Proof of linear instability of the Reissner-Nordström Cauchy horizon under scalar perturbations
Jonathan Luk, Sung-Jin Oh
TL;DR
The paper proves that linear scalar perturbations on subextremal Reissner–Nordström spacetimes generically induce blow-up of the nondegenerate energy at the future Cauchy horizon, aligning with blue-shift instability and supporting a linearized analogue of strong cosmic censorship. The authors reduce to the spherically symmetric mode, introduce the L-condition computed from null infinity, and establish a chain of conditional lower bounds that force divergence along the Cauchy horizon. A key output is that Price's law decay along the event horizon is sharp for generic data, and they demonstrate the existence of blow-up-inducing perturbations via a concrete construction with $\mathfrak{L}\neq 0$. Collectively, these results illuminate a linear instability mechanism with potential implications for the nonlinear Einstein–Maxwell system and for understanding the generic structure of Cauchy horizons in charged black holes.
Abstract
It has long been suggested that solutions to linear scalar wave equation $$\Box_gφ=0$$ on a fixed subextremal Reissner-Nordström spacetime with non-vanishing charge are generically singular at the Cauchy horizon. We prove that generic smooth and compactly supported initial data on a Cauchy hypersurface indeed give rise to solutions with infinite nondegenerate energy near the Cauchy horizon in the interior of the black hole.

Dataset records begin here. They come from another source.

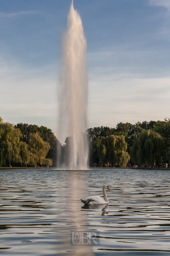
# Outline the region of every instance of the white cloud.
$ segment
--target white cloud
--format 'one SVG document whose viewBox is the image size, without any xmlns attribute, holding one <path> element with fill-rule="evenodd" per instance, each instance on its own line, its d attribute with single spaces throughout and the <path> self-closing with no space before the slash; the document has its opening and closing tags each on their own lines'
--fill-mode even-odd
<svg viewBox="0 0 170 256">
<path fill-rule="evenodd" d="M 25 11 L 18 12 L 12 13 L 7 13 L 3 12 L 0 12 L 0 18 L 11 18 L 15 16 L 20 15 L 24 15 L 26 14 L 42 14 L 43 13 L 39 11 Z"/>
<path fill-rule="evenodd" d="M 170 0 L 149 0 L 149 3 L 154 6 L 163 6 L 170 11 Z"/>
</svg>

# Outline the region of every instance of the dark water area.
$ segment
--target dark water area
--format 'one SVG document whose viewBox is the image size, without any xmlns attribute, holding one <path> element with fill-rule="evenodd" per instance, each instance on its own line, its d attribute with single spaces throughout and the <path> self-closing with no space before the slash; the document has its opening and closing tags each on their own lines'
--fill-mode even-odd
<svg viewBox="0 0 170 256">
<path fill-rule="evenodd" d="M 103 196 L 109 204 L 83 207 Z M 0 254 L 170 255 L 170 171 L 114 168 L 0 171 Z M 70 231 L 100 245 L 70 245 Z"/>
</svg>

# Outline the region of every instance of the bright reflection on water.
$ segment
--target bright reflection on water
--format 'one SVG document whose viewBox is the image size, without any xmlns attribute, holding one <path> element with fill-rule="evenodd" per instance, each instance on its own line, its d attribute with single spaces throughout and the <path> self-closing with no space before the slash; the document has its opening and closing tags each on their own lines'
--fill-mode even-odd
<svg viewBox="0 0 170 256">
<path fill-rule="evenodd" d="M 170 172 L 106 168 L 0 171 L 0 254 L 170 255 Z M 109 205 L 83 206 L 88 195 Z M 70 246 L 70 231 L 98 230 L 100 245 Z"/>
</svg>

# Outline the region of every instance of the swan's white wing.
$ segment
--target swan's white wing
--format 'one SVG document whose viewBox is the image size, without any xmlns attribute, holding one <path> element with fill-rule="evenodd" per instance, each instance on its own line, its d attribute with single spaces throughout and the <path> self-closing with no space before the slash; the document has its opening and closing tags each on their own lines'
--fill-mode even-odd
<svg viewBox="0 0 170 256">
<path fill-rule="evenodd" d="M 108 203 L 108 202 L 106 202 L 99 196 L 92 196 L 86 197 L 85 199 L 86 201 L 88 201 L 90 200 L 92 200 L 88 204 L 89 205 L 103 205 Z"/>
</svg>

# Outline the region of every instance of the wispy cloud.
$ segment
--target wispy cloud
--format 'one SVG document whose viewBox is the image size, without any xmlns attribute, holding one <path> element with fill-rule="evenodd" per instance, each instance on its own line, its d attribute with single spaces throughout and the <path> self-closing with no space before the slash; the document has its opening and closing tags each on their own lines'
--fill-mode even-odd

In particular, the solution generically does not belong to $W^{1,2}_{loc}$. This instability is related to the celebrated blue shift effect in the interior of the black hole. The problem is motivated by the strong cosmic censorship conjecture and it is expected that for the full nonlinear Einstein-Maxwell system, this instability leads to a singular Cauchy horizon for generic small perturbations of Reissner-Nordström spacetime. Moreover, in addition to the instability result, we also show as a consequence of the proof that Price's law decay is generically sharp along the event horizon.